On my laptop something like you’re suggesting happens. The latest update to latest Factory packages (1221 packages) was a full 3,59GB. Using the update repo will give you only the necessary updates, nothing more.
Well unfortunately that’s not my experience. The Firefox patches are applied quickly and sent to factory but the update packages are slowed down somewhere in the Novell QC and release process. This part of the process could do with some improvement. I remember once Firefox patch level n was released by Novell and around the same time Mozilla announced patch level n+2.
Not just Firefox. There was a showstopper (though not security) bug that was fixed quickly by the kernel developers but the package sat in factory for a while.
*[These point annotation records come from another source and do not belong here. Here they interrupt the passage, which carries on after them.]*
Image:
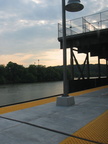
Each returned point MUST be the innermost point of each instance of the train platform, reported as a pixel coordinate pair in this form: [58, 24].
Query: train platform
[42, 122]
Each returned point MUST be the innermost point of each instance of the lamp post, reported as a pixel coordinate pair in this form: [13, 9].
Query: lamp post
[72, 6]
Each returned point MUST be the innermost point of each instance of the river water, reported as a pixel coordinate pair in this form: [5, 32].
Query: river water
[15, 93]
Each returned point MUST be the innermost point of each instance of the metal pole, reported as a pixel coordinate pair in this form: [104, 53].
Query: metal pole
[64, 50]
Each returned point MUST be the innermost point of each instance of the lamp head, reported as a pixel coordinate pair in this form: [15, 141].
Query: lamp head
[74, 6]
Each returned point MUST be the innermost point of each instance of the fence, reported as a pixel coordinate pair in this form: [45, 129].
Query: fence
[85, 24]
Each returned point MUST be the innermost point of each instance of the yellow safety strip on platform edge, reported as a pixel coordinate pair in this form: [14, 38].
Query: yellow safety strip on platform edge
[44, 101]
[25, 105]
[96, 130]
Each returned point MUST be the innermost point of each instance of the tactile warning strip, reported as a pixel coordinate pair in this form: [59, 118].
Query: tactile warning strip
[97, 131]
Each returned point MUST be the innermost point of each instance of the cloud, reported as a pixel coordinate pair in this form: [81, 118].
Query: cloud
[29, 27]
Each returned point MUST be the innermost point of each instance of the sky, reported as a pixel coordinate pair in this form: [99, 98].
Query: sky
[29, 32]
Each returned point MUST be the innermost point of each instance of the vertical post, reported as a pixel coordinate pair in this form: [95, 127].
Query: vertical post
[88, 68]
[64, 50]
[72, 63]
[107, 68]
[99, 66]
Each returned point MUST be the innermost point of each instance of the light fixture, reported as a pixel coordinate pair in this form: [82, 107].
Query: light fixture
[74, 6]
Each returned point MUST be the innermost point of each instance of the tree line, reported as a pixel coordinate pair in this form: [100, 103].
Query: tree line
[14, 73]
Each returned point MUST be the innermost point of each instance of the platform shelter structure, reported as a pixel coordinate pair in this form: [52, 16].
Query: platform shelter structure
[88, 35]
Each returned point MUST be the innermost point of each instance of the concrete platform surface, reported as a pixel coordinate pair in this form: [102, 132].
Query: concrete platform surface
[49, 116]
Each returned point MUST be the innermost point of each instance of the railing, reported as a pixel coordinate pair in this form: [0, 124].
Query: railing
[85, 24]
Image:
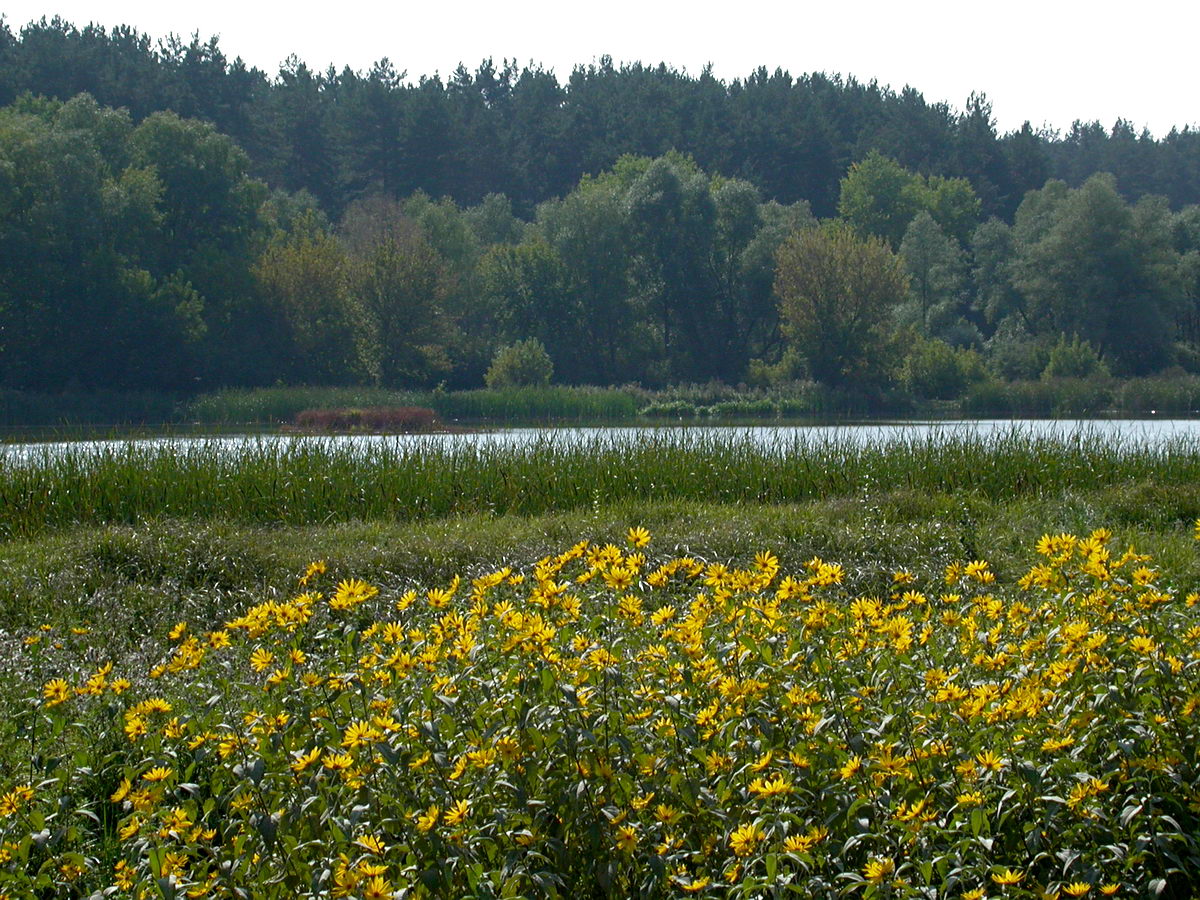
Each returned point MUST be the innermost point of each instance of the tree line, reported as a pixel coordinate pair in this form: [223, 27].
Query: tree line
[526, 133]
[144, 249]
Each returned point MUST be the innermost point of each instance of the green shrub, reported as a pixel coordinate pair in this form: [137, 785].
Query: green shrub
[1074, 359]
[523, 364]
[937, 371]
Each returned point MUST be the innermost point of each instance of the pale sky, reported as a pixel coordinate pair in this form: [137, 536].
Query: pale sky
[1048, 61]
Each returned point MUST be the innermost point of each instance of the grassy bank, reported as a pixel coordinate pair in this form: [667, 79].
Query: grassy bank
[306, 481]
[857, 709]
[267, 407]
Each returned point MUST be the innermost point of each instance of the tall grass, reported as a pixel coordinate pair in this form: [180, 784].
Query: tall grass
[312, 481]
[510, 405]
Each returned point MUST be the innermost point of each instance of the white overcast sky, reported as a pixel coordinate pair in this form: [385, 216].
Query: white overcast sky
[1048, 61]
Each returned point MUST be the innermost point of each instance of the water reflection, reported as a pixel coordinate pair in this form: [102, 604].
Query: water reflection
[1121, 431]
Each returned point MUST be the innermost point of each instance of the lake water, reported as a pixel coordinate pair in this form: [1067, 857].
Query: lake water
[1123, 431]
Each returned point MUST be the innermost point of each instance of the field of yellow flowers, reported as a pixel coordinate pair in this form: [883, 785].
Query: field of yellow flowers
[615, 723]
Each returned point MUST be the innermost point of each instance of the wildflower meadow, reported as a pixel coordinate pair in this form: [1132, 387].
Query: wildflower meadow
[616, 721]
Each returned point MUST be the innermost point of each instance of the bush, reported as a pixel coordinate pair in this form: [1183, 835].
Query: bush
[1074, 359]
[373, 419]
[937, 371]
[525, 364]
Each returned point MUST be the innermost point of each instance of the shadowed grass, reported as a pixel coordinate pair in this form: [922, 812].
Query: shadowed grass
[311, 481]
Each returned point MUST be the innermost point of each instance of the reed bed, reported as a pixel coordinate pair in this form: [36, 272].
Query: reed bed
[532, 405]
[313, 481]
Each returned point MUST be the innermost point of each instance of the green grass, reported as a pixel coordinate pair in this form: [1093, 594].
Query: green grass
[510, 405]
[307, 481]
[138, 579]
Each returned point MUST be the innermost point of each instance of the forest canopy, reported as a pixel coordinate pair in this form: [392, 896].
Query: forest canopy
[177, 221]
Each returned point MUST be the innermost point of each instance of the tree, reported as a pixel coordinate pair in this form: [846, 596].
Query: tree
[401, 283]
[835, 293]
[306, 279]
[1093, 267]
[935, 267]
[523, 364]
[881, 197]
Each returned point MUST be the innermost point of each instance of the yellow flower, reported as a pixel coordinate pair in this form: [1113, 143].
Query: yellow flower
[55, 691]
[372, 844]
[377, 888]
[130, 828]
[1007, 877]
[744, 839]
[121, 791]
[359, 733]
[771, 787]
[429, 819]
[627, 839]
[879, 869]
[988, 760]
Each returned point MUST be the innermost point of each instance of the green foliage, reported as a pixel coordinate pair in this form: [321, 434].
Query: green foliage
[1074, 359]
[837, 292]
[937, 371]
[880, 197]
[1091, 265]
[282, 745]
[523, 364]
[306, 481]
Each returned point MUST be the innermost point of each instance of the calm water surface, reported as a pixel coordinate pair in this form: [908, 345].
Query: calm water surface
[1125, 431]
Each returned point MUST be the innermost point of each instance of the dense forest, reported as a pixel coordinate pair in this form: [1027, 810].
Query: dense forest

And I still haven’t seen the xorg-x11-driver-video package reverting another showstopper bug for Intel video chips even though Bugzilla shows that the Novell developer put in the change.
You could be right this time. A couple of other distros I have around beat them by a day or two – kubuntu and PCLinuxOS. That’s unusual for the latter of the two. Perhaps the factory repo reorg delayed them.
This Firefox update in openSUSE 11.1 was only two days slower than the same update on my Ubuntu boxes. Not bad.
And in my experience, openSUSE does a better job in updating Sun Java JRE. In Ubuntu, that package is not updated at all, so you have to update manually!
I think you are mistaken here. FF 3.0.11 is a security update to the current version. and so @pjotr123 was correct in expecting it through the updater applet on 11.1, and 11.0 (I guess). That is also my expectation.